Bio e Natura

Una zootecnia sostenibile è possibile e conveniente

Una zootecnia sostenibile è possibile e conveniente

Possibile ridurre le emissioni del 10% in soli tre anni, anche del 15% qualora venga adottata più di una strategia di mitigazione. E' possibile quindi ridurre il carbon footprint della carne degli allevamenti italiani

12 novembre 2021 | C. S.

Anche la zootecnia sostenibile può dare il suo contributo nella battaglia globale per contenere l’impatto del cambiamento climatico attraverso la riduzione delle emissioni. E’ quanto emerge dai risultati del progetto LIFE BEEF CARBON - coordinato per l’Italia dal CREA, con il suo centro di Zootecnia e Acquacoltura - che saranno presentati domani 5 novembre a partire dalle ore 9.30, in occasione del convegno Linee guida per la neutralità di carbonio negli allevamenti di bovini da carne.

Nato con l’obiettivo di ridurre del 15% le emissioni di gas ad effetto serra negli allevamenti bovini da carne in 10 anni, LIFE BEEF CARBON ha, in realtà, superato le aspettative. In Italia (uno dei paesi produttori di carne coinvolti insieme a Francia, Irlanda e Spagna) le emissioni si sono ridotte in soli 3 anni del 10% in media, del 15% qualora venga adottata più di una strategia di mitigazione.
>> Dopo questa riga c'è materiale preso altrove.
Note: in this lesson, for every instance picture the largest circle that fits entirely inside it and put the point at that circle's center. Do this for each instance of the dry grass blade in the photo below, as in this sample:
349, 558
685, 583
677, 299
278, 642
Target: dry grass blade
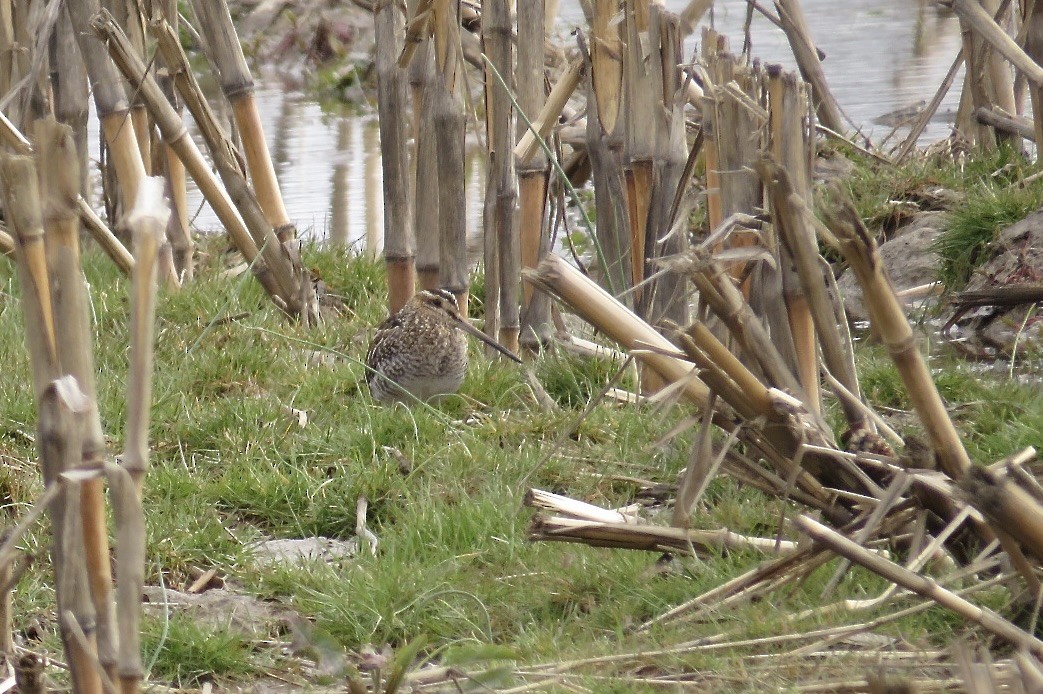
237, 84
920, 584
598, 308
889, 320
22, 204
528, 145
653, 539
148, 222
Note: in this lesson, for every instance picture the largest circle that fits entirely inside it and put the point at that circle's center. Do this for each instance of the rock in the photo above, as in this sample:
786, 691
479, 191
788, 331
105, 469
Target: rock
297, 551
220, 608
1016, 260
908, 258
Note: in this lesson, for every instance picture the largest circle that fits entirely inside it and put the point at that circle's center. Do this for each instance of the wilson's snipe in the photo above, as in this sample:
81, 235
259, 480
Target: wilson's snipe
421, 350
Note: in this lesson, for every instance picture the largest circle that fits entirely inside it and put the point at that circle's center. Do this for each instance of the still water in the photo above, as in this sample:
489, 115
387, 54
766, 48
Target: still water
881, 55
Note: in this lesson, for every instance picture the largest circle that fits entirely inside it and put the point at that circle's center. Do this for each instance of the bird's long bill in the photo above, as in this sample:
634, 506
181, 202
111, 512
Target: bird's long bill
470, 330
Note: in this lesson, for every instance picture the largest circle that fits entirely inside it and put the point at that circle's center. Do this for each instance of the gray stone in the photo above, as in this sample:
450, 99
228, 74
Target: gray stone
908, 259
219, 608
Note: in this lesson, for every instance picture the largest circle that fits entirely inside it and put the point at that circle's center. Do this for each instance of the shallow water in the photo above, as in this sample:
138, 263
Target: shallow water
880, 55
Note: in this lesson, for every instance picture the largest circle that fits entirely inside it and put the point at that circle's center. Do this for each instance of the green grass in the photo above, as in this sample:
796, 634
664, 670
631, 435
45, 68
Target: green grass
232, 465
981, 196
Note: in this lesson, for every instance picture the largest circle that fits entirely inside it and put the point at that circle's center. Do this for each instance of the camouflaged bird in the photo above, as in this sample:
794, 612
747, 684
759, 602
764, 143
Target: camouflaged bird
421, 351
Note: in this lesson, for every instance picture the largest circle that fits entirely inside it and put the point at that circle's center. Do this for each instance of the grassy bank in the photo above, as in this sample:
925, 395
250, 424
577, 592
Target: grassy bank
236, 463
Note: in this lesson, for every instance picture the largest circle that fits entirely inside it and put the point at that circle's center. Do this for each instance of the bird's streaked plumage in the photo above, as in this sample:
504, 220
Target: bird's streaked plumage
421, 351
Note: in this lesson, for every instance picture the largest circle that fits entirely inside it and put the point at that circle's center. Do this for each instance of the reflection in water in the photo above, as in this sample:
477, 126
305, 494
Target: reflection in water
881, 55
341, 173
374, 190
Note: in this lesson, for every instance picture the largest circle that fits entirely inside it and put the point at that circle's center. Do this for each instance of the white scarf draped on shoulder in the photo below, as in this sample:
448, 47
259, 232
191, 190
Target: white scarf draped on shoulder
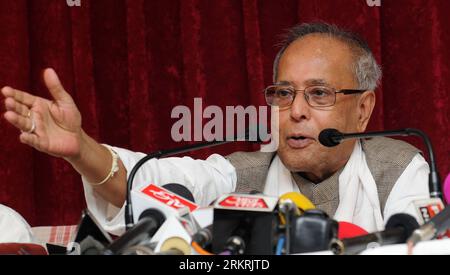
358, 195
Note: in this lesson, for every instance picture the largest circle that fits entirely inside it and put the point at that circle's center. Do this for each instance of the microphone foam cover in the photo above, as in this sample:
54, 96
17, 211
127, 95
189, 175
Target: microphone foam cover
408, 222
300, 200
447, 189
326, 137
179, 190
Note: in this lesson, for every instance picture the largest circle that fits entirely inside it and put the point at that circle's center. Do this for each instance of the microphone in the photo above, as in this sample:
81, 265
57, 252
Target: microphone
447, 189
312, 231
244, 223
332, 137
398, 229
292, 205
432, 229
149, 222
252, 134
348, 230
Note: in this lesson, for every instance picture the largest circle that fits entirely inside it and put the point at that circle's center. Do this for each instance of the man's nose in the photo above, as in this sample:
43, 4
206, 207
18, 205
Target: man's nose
300, 108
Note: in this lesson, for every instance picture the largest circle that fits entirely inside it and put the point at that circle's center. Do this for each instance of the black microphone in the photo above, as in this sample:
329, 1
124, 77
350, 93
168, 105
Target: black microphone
398, 229
435, 227
254, 134
332, 137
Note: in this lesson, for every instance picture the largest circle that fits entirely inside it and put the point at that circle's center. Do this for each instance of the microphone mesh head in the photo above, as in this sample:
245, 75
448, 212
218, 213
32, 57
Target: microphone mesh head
326, 137
405, 221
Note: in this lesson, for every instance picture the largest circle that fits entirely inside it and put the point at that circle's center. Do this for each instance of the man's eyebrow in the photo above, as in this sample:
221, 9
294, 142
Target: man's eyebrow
309, 82
316, 82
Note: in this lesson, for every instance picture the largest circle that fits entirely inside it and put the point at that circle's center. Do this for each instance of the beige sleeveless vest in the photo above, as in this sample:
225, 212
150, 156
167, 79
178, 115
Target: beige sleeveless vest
387, 159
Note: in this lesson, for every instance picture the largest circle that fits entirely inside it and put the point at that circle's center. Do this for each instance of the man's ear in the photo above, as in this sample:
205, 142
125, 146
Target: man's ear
366, 103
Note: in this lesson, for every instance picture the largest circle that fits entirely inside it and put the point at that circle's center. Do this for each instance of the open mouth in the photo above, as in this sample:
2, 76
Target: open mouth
299, 142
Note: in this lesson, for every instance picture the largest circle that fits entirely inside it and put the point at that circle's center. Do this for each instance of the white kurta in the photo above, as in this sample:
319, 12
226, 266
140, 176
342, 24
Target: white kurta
13, 227
210, 178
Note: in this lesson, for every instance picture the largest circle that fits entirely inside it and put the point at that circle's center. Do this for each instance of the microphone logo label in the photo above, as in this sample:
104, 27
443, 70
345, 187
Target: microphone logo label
243, 202
168, 198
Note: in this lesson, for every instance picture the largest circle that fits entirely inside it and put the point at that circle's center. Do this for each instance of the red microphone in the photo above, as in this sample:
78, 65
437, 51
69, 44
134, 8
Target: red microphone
349, 230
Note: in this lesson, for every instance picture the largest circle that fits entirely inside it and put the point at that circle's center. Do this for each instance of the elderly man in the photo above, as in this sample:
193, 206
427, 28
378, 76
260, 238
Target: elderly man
324, 77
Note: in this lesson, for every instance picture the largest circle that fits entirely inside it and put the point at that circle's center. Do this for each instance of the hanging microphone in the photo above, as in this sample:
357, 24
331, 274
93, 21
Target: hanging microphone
398, 229
254, 134
332, 137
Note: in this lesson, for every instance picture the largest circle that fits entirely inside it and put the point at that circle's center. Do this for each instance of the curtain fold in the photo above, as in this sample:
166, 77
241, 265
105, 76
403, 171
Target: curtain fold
128, 63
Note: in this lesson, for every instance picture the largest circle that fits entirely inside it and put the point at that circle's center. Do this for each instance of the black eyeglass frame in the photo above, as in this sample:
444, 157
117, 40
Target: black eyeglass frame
296, 91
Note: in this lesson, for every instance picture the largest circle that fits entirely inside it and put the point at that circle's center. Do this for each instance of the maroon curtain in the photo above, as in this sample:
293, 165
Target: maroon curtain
128, 63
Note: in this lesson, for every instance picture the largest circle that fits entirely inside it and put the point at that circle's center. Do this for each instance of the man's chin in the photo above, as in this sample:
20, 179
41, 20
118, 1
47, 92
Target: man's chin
294, 162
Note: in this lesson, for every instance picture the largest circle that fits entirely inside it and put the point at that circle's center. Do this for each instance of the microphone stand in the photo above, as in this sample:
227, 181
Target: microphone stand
433, 178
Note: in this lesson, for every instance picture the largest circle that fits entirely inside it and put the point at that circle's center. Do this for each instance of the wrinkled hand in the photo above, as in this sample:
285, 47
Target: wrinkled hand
57, 124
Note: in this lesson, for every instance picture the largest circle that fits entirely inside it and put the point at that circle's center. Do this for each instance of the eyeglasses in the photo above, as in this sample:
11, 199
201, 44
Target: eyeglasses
282, 96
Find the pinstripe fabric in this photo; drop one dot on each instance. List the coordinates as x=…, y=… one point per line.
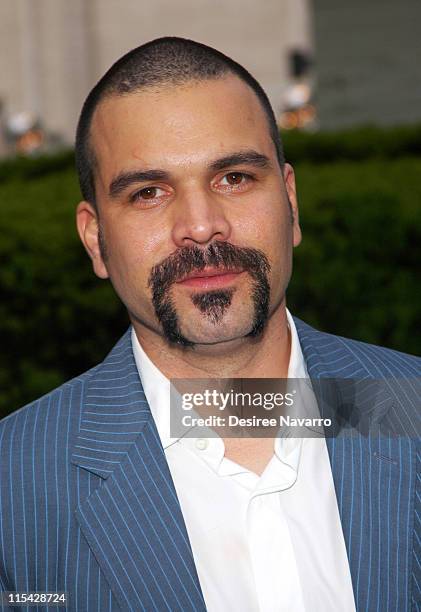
x=88, y=505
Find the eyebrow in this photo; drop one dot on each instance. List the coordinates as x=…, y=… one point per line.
x=125, y=179
x=249, y=158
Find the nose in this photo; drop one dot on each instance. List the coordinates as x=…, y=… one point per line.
x=199, y=219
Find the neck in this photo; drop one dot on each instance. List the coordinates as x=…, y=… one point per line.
x=263, y=357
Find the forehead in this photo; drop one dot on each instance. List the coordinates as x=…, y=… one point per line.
x=172, y=125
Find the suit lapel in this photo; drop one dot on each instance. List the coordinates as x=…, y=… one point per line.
x=374, y=477
x=133, y=521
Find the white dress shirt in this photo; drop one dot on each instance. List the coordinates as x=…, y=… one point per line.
x=269, y=543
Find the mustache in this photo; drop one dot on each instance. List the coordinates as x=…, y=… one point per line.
x=218, y=254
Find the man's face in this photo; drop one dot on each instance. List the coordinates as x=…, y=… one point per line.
x=196, y=230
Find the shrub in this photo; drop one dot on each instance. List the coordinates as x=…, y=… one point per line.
x=355, y=272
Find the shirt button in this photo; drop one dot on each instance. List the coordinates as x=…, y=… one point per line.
x=201, y=443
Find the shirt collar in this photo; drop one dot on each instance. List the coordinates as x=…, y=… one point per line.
x=157, y=387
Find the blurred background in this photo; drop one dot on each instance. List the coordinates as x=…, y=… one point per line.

Le misure che si sono rivelate più efficaci per la mitigazione sono risultate il miglioramento della dieta e dell’alimentazione dell’animale, la cura per il benessere, l’uso delle deiezioni zootecniche per produrre energia rinnovabile, la gestione dei reflui zootecnici per la fertilizzazione di campi. E’ stato evidenziato anche il ruolo chiave svolto dal miglioramento delle prestazioni produttive per ridurre l’intensità di emissione. Da sottolineare, infine, come l’adozione anche solo di alcune delle misure (soprattutto quelle tese al miglioramento delle condizioni di benessere degli animali) apporti vantaggi economici per l’allevatore.

Tutto ciò ha consentito, quindi, la riduzione del carbon footprint (impronta di carbonio) della carne prodotta, calcolato a partire da una serie di dati raccolti quali la superficie aziendale, gli animali allevati, le colture, l’alimentazione e il tipo di allevamento, includendo i gas ad effetto serra emessi sia nell’ambito dell’allevamento, sia per produrre i mangimi acquistati, i fertilizzanti, le sementi, i fitofarmaci, i combustibili e l’energia elettrica.

Durante il convegno, allevatori e operatori del settore riceveranno, quindi, strumenti e metodologie per la valutazione dell’impronta di carbonio a livello aziendale, applicabili sia ad un sistema di misurazione, comunicazione e verifica e sia alla costruzione di un mercato volontario delle quote di riduzione delle emissioni di gas ad effetto serra nel settore zootecnico.

Infine, saranno presentate le Linee guida per il raggiungimento della neutralità di carbonio negli allevamenti di bovini da carne, presto a disposizione di tutti gli allevatori sul sito del CREA, che contribuiranno a far centrare alle aziende zootecniche il traguardo della neutralità di carbonio, di arrivare cioè ad un equilibrio tra le emissioni e l’assorbimento di CO2. Si tratta del punto di partenza per l’evoluzione dell’intero settore e rappresentano un passo importante per migliorare la sostenibilità degli allevamenti da carne e dei bovini in generale, contribuendo alla strategia “Farm to fork”, secondo le indicazioni del New Green Deal europeo.

Il progetto. Life Beef Carbon “Demonstration actions to mitigate the carbon footprint of beef production in France, Ireland, Italy and Spain (Azioni dimostrative per la riduzione dell’impronta di carbonio degli allevamenti da carne in Francia, Irlanda, Italia e Spagna), della durata di 6 anni (gennaio 2016-dicembre del 2021), è nato con l’intento di ridurre del 15% le emissioni di gas ad effetto serra in 172 allevamenti innovativi distribuiti fra Francia, Irlanda, Italia e Spagna con il coinvolgimento di circa 2000 allevamenti come controllo. Il progetto, coordinato dall’Institut de l’Elevage (IDELE) francese, ha visto la partecipazione per l’Italia del CREA, come partner leader nazionale, e di due associazioni di allevatori: l’ASPROCARNE (Organizzazione Produttori Carne-Piemonte) e l’UNICARVE (Associazione allevatori carni bovine-Veneto).